Dr Yeoh looked proud and pleased. It was hard for Angharad not to preen under her regard.

Mnemosyne laughed. "I can see why Freya likes you."

Maria looked contemplative. "It's strange but this must be the same reason Tabitha likes you, and until this moment I couldn't have imagined Freya and Tabitha ever liking the same thing."

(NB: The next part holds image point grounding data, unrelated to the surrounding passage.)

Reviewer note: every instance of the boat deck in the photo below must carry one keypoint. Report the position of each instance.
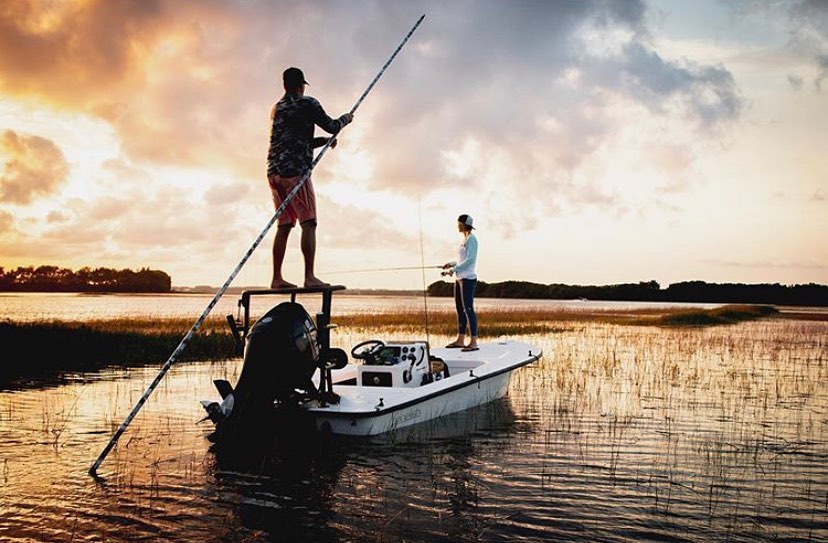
(465, 368)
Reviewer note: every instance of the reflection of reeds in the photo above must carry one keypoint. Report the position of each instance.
(58, 346)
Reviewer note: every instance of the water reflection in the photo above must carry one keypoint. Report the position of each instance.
(619, 433)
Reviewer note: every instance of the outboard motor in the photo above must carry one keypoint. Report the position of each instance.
(281, 354)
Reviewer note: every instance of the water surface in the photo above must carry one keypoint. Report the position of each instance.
(620, 433)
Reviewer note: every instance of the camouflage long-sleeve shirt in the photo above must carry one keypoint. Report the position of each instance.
(291, 134)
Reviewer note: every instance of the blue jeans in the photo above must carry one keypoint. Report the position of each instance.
(464, 302)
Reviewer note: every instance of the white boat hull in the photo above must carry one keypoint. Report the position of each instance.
(476, 378)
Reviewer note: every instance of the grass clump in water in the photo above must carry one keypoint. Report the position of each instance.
(727, 314)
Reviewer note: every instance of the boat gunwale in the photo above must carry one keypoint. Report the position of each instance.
(323, 411)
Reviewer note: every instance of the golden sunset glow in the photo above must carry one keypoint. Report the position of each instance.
(593, 142)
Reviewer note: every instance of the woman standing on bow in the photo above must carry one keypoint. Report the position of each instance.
(464, 285)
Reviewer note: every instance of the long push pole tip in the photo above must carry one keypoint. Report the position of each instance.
(93, 471)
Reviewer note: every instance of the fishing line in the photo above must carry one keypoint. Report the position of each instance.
(422, 261)
(404, 268)
(185, 341)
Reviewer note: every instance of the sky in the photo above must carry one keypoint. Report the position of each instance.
(593, 142)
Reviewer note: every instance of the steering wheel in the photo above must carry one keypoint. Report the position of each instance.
(369, 347)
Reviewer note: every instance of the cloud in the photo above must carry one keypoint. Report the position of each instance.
(822, 61)
(191, 83)
(33, 167)
(795, 81)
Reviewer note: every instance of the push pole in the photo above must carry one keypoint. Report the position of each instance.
(181, 346)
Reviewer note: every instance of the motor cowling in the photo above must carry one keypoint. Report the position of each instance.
(281, 354)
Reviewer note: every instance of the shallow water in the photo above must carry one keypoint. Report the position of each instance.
(619, 433)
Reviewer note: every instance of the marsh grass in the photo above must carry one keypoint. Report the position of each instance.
(53, 346)
(48, 348)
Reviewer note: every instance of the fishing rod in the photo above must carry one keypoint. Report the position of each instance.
(181, 346)
(404, 268)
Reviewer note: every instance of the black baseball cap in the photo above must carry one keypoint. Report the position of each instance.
(466, 220)
(293, 77)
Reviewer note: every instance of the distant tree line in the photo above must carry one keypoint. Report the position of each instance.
(54, 279)
(650, 291)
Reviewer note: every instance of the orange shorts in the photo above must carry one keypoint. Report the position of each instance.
(301, 208)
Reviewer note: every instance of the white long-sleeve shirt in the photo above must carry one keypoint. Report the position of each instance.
(467, 258)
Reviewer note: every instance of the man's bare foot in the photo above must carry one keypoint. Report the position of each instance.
(315, 282)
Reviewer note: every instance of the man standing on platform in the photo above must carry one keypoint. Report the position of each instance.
(289, 158)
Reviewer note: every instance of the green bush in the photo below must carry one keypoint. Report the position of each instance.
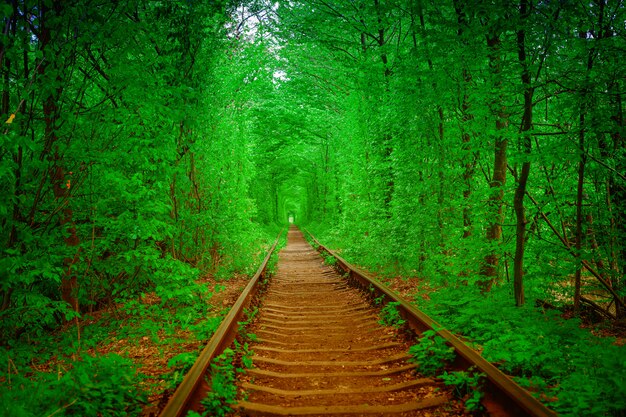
(95, 386)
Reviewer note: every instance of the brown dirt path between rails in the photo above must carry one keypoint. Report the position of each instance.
(320, 350)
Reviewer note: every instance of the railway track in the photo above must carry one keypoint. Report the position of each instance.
(319, 349)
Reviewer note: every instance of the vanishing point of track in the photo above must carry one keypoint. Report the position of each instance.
(320, 350)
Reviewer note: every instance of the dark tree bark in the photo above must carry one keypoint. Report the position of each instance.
(522, 180)
(489, 269)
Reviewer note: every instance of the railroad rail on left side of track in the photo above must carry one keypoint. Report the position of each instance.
(319, 349)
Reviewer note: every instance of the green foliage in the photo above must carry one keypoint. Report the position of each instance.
(431, 353)
(468, 386)
(329, 259)
(94, 386)
(180, 365)
(223, 391)
(554, 357)
(390, 316)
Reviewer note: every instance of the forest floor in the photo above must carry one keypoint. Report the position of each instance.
(150, 352)
(414, 287)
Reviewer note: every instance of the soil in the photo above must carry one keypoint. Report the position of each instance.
(321, 350)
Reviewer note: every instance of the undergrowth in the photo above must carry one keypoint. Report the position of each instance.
(567, 367)
(93, 386)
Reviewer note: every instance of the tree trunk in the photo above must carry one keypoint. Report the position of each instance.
(489, 269)
(469, 162)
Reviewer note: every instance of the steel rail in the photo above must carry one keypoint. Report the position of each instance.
(188, 394)
(503, 396)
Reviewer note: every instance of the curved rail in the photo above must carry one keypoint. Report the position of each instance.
(187, 396)
(503, 397)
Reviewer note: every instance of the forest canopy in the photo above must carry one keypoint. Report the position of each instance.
(479, 146)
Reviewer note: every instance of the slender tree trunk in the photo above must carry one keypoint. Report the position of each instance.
(489, 269)
(60, 185)
(520, 191)
(469, 162)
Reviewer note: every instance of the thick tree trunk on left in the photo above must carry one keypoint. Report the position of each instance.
(60, 184)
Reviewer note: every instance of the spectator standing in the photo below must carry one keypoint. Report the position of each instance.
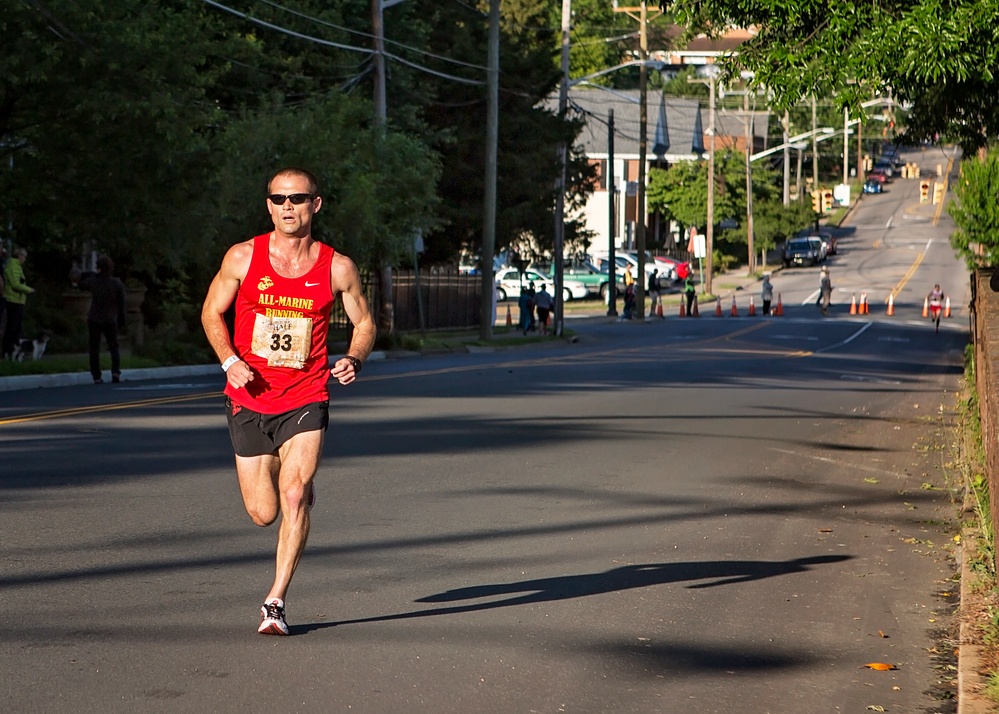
(526, 307)
(105, 317)
(544, 303)
(689, 292)
(16, 292)
(767, 293)
(825, 290)
(653, 291)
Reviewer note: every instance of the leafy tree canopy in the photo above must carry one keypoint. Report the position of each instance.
(976, 211)
(939, 56)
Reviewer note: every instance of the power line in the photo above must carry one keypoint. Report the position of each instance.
(349, 48)
(371, 37)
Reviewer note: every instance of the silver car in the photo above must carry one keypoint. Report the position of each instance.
(509, 284)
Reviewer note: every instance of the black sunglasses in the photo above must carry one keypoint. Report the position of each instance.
(297, 198)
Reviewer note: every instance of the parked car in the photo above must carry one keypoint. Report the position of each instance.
(583, 271)
(878, 175)
(820, 246)
(801, 251)
(830, 242)
(628, 260)
(509, 283)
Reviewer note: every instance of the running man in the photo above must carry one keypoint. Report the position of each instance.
(283, 284)
(936, 303)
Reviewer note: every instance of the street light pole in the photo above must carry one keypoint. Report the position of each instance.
(749, 186)
(559, 242)
(386, 308)
(709, 229)
(643, 76)
(846, 144)
(612, 222)
(487, 310)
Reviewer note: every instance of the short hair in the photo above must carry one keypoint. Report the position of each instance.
(105, 266)
(295, 171)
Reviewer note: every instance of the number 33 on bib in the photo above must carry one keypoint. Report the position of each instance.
(282, 341)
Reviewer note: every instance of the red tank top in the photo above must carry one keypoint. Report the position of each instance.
(281, 328)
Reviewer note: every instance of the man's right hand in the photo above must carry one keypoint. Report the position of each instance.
(239, 374)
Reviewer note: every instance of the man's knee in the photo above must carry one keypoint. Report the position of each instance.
(261, 516)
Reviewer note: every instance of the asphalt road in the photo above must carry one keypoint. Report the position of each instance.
(712, 515)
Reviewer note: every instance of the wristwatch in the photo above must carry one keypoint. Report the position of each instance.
(354, 361)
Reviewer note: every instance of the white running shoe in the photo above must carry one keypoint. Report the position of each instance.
(272, 620)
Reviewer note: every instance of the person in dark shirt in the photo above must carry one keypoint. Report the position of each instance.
(106, 315)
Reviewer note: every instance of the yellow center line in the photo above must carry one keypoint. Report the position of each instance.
(97, 409)
(77, 411)
(908, 275)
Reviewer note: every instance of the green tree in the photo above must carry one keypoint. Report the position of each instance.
(976, 211)
(938, 55)
(680, 192)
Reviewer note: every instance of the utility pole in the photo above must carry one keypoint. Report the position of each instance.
(785, 122)
(487, 314)
(643, 75)
(563, 103)
(612, 222)
(815, 146)
(709, 227)
(846, 144)
(749, 184)
(643, 43)
(386, 309)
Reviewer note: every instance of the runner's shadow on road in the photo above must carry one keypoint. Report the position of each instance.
(565, 587)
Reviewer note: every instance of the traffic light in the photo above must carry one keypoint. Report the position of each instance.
(719, 184)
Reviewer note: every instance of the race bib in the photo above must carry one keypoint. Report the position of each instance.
(282, 341)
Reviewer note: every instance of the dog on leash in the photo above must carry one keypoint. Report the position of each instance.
(35, 347)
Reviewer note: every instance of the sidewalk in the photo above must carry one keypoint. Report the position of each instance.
(72, 379)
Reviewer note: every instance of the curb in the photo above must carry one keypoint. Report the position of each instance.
(969, 681)
(72, 379)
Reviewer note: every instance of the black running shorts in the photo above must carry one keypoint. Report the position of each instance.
(256, 434)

Well, that was confusing. "I mean, a way more important thing that I should probably mention is, okay, I saw on the way here that there's suddenly a number five painted on the list of rules without anything next to it, yet. So, look out for a new rule in the morning. Though, I mean, the list of rules on your side is on an e-ink monitor which makes way more sense. I mean, it's still scary."

Maria hunched over the table like the impending number five was weighing her down, and sighed.

"It must be time to head back. We'll walk you back to your building," Mnemosyne said.

"Um, okay."

Maria and Mnemosyne stood up and pushed their chairs back into place in unison.

They looked different standing next to each other, though. Mnemosyne seemed to naturally fall into straighter posture, shoulders up and back, neck elongated and gaze sharp. Her clothes hung well on her body, refusing to crease. Maria, though, seemed to have crinkled up her jacket just sitting down for a moment and had to tug it back into place. And when Maria looked at Mnemosyne and tried to fix her own posture she never stopped looking slightly hunched forward, the kind of posture that Angharad only ever noticed in women who were compensating for the weight of big boobs. She'd looked much more natural a few days earlier in a casual t-shirt and jeans, but it couldn't just be the shape of the outfit. Maybe something of what it represented hung differently on her.

Dr Yeoh stood up and put a hand on Angharad's shoulder, held her back a little as the other two women were walking down the hall, only sometimes looking back.

"You've allowed me the most amusement I've had in more than six months. And Angharad," the doctor said, hand squeezing Angharad's shoulder once, hard, then letting go, "my first name is Irene."

Angharad couldn't stop the smile that spread over her face. That was a gift! She'd keep it well.

"Thank you," she said, then ran to catch up with Maria and Mnemosyne as they waited at the end of the hall.